The Philadelphia, Wilmington and Baltimore RR Guidebook had the following description: “A ferryboat of the first class was ordered for the Susquehanna crossing, upon a plan which would permit the cars to be transferred to an upper deck by direct connection with the track.”
The same publication also noted that, in 1836, “this was the first boat constructed in the United States upon this model, and for this purpose.”
It would be replaced with a new boat in 1855.
Even with a specially-designed ferry, crossing the Susquehanna River in the winter could pose a challenge. According to C. Milton Wright's Our Harford Heritage, the ferries could be frozen in their docks for days, creating travel delays. During the winter of 1852, the river froze two- to three-feet deep.
From Jan. 15 to Feb. 29, tracks were laid over the ice.
“Freight cars glided down the inclined rails to the ice and were pulled by teams of horses to the opposite shore,” according to Wright. “The cars were pulled up again by the train engines waiting on the opposite shore.”
During these frozen weeks, 1,300 cars — with a total weight of 10,000 tons — were transported across the river without any loss or injury, according to Wright.
However, crossing the Susquehanna was not always safe. A New York Times article, dated Feb. 2, 1860, reported: “Accident on the PWB Railroad.”
As a train from Philadelphia reached the Susquehanna River, the express mail and sleeping car passed as usual on the ferryboat, but from, “too much headway, the express car went over into deep water, the truck falling on the deck of the boat, but doing no damage to her.”
Apparently, as the railroad cars were being loaded onto the ferry, there was too much space between them, and the car part of the express car came off of its wheels, or truck.
The report stated that ice on the brakes was the cause of the accident. There was no mention of injuries.
In 1847, the trip between Baltimore and Philadelphia took five hours, with 75 minutes needed to cross the Susquehanna, according to, “The Role of Railroads in Aberdeen,” by Charlotte Cronin, Harford Historical Bulletin (#54, Fall 1992).
By 1850, the train cruised along at 26.5 mph and made three stops for wood and water. That same year, there were six accidents that caused the engine to be thrown off of the tracks. Five of those involved cattle.

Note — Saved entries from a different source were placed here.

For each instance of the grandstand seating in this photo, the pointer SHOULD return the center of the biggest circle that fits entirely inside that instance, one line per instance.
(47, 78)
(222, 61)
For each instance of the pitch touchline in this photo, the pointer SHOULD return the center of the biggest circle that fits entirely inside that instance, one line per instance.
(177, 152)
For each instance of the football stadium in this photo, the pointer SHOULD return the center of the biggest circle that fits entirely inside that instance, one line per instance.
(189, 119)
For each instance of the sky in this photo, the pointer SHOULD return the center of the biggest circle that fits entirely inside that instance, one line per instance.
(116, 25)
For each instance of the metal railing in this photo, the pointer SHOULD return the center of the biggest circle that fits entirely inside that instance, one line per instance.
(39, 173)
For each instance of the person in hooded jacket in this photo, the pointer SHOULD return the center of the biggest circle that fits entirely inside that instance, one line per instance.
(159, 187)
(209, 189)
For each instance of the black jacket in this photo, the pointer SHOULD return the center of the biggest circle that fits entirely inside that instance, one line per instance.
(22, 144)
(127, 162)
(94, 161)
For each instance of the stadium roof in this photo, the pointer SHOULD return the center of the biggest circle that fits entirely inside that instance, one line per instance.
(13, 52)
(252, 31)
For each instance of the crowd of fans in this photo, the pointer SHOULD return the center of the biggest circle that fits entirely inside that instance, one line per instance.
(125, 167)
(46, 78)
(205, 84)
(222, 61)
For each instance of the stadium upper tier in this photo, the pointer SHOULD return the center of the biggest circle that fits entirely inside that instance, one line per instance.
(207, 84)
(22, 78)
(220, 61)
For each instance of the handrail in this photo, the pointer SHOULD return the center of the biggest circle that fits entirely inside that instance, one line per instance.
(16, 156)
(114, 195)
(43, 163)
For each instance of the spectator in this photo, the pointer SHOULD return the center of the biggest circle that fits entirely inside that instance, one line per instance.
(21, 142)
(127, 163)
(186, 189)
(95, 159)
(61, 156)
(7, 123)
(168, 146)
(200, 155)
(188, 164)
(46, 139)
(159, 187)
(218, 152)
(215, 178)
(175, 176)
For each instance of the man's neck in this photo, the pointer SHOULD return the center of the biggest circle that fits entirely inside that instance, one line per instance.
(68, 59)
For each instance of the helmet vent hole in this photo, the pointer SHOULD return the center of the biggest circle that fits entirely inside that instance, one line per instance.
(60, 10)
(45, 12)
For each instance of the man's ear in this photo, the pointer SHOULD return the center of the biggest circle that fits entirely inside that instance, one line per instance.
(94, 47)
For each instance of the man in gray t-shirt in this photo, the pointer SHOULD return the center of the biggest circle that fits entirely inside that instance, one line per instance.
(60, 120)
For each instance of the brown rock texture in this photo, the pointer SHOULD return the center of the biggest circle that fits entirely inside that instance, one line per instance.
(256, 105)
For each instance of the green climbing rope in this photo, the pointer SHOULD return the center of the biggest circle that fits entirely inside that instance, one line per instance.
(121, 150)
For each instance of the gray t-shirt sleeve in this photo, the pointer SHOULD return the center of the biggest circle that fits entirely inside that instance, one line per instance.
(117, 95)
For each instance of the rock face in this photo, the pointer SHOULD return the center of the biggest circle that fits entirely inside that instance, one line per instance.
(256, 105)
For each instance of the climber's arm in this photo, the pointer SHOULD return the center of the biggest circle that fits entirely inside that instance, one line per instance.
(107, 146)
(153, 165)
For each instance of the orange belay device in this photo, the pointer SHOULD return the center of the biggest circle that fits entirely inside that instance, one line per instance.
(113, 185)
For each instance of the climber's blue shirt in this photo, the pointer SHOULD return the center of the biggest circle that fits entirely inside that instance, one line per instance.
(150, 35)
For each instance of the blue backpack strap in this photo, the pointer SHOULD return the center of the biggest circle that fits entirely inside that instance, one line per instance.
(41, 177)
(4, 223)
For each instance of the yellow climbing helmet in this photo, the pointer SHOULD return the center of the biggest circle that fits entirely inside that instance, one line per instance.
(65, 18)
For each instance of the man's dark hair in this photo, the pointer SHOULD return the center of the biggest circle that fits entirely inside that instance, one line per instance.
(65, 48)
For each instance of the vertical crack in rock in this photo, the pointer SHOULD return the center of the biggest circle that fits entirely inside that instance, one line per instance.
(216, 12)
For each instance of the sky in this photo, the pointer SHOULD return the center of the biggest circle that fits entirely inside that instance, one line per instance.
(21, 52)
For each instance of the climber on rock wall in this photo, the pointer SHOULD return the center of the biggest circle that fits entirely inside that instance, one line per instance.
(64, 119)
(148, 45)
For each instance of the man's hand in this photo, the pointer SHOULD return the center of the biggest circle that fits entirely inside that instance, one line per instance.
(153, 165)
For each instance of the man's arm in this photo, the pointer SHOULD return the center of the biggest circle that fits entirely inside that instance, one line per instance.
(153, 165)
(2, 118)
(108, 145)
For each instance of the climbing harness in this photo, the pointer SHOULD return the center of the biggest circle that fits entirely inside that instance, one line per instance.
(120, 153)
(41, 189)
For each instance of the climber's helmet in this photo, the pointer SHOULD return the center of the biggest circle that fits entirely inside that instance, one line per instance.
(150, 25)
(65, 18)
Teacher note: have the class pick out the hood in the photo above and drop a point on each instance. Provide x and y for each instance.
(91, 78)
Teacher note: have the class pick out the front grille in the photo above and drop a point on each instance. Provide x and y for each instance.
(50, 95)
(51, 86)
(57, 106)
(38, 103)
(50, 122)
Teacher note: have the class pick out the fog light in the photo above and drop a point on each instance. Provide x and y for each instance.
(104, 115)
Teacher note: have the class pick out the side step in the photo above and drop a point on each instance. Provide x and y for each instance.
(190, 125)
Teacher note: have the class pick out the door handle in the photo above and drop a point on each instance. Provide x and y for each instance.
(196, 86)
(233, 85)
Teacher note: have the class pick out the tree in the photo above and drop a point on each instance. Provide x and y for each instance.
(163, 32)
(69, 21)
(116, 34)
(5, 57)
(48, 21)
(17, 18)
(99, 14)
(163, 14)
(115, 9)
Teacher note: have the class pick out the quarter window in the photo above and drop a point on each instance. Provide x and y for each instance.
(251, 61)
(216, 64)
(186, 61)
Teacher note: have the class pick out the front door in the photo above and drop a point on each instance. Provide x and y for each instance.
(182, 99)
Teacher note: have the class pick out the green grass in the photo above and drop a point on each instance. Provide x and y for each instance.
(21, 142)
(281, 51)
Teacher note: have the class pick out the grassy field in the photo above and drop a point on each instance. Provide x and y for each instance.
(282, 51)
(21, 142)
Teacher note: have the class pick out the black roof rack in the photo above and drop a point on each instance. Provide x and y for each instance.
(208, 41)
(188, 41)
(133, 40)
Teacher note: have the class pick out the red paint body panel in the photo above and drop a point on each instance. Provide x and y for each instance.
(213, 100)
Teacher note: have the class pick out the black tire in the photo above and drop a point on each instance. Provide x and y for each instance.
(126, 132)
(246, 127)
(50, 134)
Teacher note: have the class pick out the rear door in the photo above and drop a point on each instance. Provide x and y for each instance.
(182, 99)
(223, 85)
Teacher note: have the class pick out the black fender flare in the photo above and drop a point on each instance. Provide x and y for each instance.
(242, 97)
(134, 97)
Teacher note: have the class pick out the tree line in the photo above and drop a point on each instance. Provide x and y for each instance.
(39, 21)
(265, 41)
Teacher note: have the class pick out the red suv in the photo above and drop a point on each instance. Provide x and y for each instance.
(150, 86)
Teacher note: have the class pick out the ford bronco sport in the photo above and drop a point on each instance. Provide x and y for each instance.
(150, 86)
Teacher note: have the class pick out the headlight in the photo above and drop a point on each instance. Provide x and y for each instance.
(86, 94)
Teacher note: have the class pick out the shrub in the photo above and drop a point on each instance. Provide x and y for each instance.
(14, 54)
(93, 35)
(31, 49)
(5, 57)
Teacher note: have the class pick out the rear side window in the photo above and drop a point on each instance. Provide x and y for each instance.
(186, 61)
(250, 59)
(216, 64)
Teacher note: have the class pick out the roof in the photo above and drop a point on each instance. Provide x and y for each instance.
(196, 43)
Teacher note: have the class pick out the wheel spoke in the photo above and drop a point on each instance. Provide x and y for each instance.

Cronin also noted that in 1860, the Baltimore-to-Philadelphia trip took three-and-a-half hours, with the train running at 30 mph.
Considering that 30 years earlier the only travel was walking, horseback, stage coach or boat, the railroad must have seemed a fabulous invention that traveled at marvelous speeds.
Aside from the comfort of the traveler, goods could now be shipped to more far flung markets, which opened the door for farmers, canners and manufacturers of all types.
Aberdeen was right in the middle of this first blush of American railroad growth.